Tribute and awards shows are almost always boring exercises in self-promotion and professional logrolling. Apparently no one told the Los Angeles Jazz Society: Their annual Tribute Awards & Concert, Sunday at the Alex Theatre, was a series of musical treats and an affirmation of heritage and community.
The theme of the evening was "Celebrating the Music of Shelly Manne," and it was an inspired one. Manne was a drum innovator whose protean styling fit every musical configuration and style. The former San Kenton drummer settled in L.A. in the early 1950s to help define the West Coast jazz movement in Howard Rumsey's Lighthouse All Stars. In recording studios, he enlivened countless soundtracks, record dates, pop music sessions and commercials. As a bandleader, he provided a launching pad for great talents. After he opened Shelly's Manne-Hole in 1960, Hollywood had a world-class jazz club from 1960 to 1972. He provided a showplace and breeding ground for local talent, and brought the biggest names in jazz to town. He was also a father figure who taught by example and gentle counsel. His 1985 passing left a void that has yet to be filled.
The LAJS choosing Shelly’s widow, Flip Manne, as recipient of its annual Jazz Tribute Award might seem to be more than a little self-serving. Flip (don’t dare call her Florence) is a quiet, universally respected presence in the L.A. jazz community. She was a prime mover in the early years of the 31-year-old LAJS, has sat on its board and has been its president since 2003. She’s been an effective advocate for the organization, which gives recognition to jazz masters, provides musical instruction and instruments to LAUSD youngsters, and has maintained an exemplary mentorship program to promising young players. What Shelly lived — in the studios, on the bandstand, at the Manne-Hole, and at his home — Flip has institutionalized. Her recognition is well deserved.
At the Alex, an embarrassment of jazz riches was on display, and all of it local. This year's New Talent Award winner, 17-year-old trombonist Nicholas Lee, stood tall with the fine trio led by pianist and composer Tamir Hendelman; bassist Katie Thiroux is a past winner.
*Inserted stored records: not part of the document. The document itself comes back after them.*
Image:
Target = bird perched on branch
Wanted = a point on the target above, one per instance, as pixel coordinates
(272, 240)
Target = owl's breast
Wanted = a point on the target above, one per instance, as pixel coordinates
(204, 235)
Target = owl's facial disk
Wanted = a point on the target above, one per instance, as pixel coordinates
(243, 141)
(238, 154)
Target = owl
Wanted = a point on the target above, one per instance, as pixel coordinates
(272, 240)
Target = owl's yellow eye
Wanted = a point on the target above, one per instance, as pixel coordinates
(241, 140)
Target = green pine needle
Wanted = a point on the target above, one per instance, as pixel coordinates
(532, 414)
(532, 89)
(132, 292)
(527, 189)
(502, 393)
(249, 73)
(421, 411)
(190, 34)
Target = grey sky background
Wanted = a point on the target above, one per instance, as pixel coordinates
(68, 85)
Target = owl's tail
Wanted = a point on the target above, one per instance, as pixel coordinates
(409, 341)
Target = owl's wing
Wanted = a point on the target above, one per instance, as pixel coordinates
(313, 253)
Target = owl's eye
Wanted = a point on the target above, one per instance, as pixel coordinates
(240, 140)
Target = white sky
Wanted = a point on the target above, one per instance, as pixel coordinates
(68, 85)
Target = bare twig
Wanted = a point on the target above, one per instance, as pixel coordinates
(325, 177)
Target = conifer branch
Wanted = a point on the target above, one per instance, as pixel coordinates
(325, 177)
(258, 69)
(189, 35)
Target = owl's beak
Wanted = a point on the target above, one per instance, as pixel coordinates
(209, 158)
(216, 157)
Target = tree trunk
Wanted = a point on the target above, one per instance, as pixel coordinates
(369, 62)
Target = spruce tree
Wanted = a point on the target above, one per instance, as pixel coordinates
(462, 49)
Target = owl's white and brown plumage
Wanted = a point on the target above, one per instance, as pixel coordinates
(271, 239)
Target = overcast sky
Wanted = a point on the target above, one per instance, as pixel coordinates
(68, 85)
The trio then backed the gifted vocalist Tierney Sutton on three songs from Shelly’s iconic “My Fair Lady” album of 1956. With unmistakable authority, she played with the time, leaped octaves and used hip chord substitutions. But Sutton’s inner innovator overpowered her storyteller. Singer Carmen Bradford followed and, in a beaded dress given to her by Ella Fitzgerald, won the unspoken Communicator of the Night Award by simply swinging a couple of Ellington tunes. She noted that each of her parents (vocalist Melba Joyce and cornetist Bobby Bradford) played the Manne-Hole, underscoring the heritage aspect of the evening.
The capable drummer Clayton Cameron joined pianist Mike Wofford and bassist Chuck Berghofer, both veterans of Shelly Manne and His Men. Wofford dealt harmonic beauty on Russ Freeman's "Fan Tan" and Cameron worked out incisively on Shelly's closer — Bill Holman's brisk "A Gem From Tiffany."
A brief montage of vintage newsreel clips showed the young Flip Manne in her high-kicking days as a Rockette. It set up the most entertaining interlude of the night when young Sarah Reich tap-danced a tribute to her with Hendelman’s Trio. She was fast and the sound of her taps was crisp. Too bad the Manne-Hole closed before the tap revival of the 1970s kicked in. It’s not far-fetched to imagine that Shelly would have hosted drum and tap nights.
Paul Kreibich hosted a fascinating piece on his arrangement of "The Man I Love." He was one of a clutch of drummers — Cameron, Kevin Kanner, Sammy Miller and Alex Smith — who played snare drums while Peter Erskine anchored a trap set. There was synchronized melodic playing on the theme, and each man took an identifying solo chorus.
Emcee and bass soloist John Clayton conducted an all-star big band in three numbers connected with Shelly. Erskine played an homage on “Artistry in Rhythm,” Shelly’s Kenton feature, while Rickey Woodard’s tenor sax led Henry Mancini’s “Pink Panther Theme.” Oliver Nelson’s three-movement “Sound Pieces,” with its dissonances and angular writing, closed out the show on an exhilarating high note.